Floyd Mayweather has topped the Forbes Magazine highest paid athlete list for the third time in four years on the back of his earning power from the May 2 pay-per-view bonanza with rival Manny Pacquiao.
The 37 year-old earned a guaranteed check of $100m handed to him in the dressing room on fight night following his points victory over the Filipino, a figure that has since doubled due to add-ons from the PPV and record gate receipts from the MGM Grand clash in Las Vegas.
‘MayPac’ is eventually set to hit around $600m, with Mayweather’s total reported to be around the $225m mark. Add to that the pound for pound best’s payday from his September rematch with Marcos Maidana, and it all adds up to a tidy sum for the ‘Money’ man.
Second on the list (picture below by Forbes) is Mayweather’s opponent Manny Pacquiao, whose purse of $100m plus extras and money from his dominant victory over Chris Algieri in Macau, China last November see the Filipino reach a total of $160m for the year June 2014 to June 2015.
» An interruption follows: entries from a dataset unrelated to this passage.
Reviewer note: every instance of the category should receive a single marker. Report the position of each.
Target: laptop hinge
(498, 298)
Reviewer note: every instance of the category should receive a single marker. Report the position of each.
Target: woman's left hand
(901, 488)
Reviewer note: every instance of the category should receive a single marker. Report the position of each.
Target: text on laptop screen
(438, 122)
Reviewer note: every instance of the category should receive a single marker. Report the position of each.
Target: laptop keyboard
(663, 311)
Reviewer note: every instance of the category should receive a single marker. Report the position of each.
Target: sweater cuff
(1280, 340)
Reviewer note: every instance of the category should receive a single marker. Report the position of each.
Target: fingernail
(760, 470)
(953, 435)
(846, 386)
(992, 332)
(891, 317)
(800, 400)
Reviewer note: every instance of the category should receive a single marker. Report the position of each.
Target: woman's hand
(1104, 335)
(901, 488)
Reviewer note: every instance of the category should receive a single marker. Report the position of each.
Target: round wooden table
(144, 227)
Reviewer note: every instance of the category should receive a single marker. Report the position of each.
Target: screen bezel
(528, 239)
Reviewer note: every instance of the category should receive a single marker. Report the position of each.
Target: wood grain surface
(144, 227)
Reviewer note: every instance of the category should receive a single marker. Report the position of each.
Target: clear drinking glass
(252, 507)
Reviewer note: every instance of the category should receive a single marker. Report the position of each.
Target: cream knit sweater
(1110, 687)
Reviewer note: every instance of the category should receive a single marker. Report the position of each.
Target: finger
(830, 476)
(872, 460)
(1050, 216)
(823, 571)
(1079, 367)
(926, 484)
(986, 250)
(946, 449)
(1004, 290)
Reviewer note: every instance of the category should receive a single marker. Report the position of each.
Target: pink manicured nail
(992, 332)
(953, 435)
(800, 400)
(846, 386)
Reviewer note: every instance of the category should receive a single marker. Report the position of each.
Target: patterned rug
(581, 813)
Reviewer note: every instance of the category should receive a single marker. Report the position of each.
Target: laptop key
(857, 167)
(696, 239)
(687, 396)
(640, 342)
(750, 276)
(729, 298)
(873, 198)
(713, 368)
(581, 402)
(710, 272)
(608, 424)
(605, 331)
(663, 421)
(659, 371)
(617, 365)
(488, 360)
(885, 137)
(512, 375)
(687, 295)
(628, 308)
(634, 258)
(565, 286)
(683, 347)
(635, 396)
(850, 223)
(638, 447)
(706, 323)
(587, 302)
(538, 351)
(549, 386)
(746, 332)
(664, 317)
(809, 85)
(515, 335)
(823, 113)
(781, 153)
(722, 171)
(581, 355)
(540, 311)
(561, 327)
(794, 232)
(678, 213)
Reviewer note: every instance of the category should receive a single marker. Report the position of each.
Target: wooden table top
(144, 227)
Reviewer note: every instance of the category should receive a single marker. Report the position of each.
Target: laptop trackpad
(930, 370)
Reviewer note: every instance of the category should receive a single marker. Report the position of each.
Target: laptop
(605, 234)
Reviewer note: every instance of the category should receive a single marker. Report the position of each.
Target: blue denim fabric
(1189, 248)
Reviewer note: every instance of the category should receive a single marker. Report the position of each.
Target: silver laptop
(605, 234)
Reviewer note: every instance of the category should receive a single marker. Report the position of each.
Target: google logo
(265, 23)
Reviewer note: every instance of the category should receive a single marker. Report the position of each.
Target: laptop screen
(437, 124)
Those sums show the domination of boxing’s earning power from such a high-profile match-up as world soccer stars Cristiano Ronaldo and Lionel Messi of Real Madrid and Barcelona are way behind on $79.6 and $73.8 million in third and fourth respectively.
Fifth place goes to tennis veteran Roger Federer, whilst the next American in line is Cleveland Cavaliers basketball star LeBron James on $64.8m. James is followed by fellow NBA star Kevin Durant on $54.1m, whilst golf enters the fray at number eight as Phil Mickelson‘s $50.8m keeps him in the top ten.
Former number one Tiger Woods is only slightly behind his sporting rival on $50.6m. Woods was once the record holder for a single year with $125m back in 2008, although the fourteen-time major’s winner’s tally now pales into insignificance when measured against Mayweather’s huge figure for this year.
Rounding off the high end of the list is another NBA player in Kobe Bryant, who was just shy of the $50m barrier. Bryant pocketed a sum ($49.5m) that Mayweather earned in just seven and a half minutes of his lucrative contest with Pacquaio, a statistic that only serves to crown the current king of boxing as the biggest name in sport.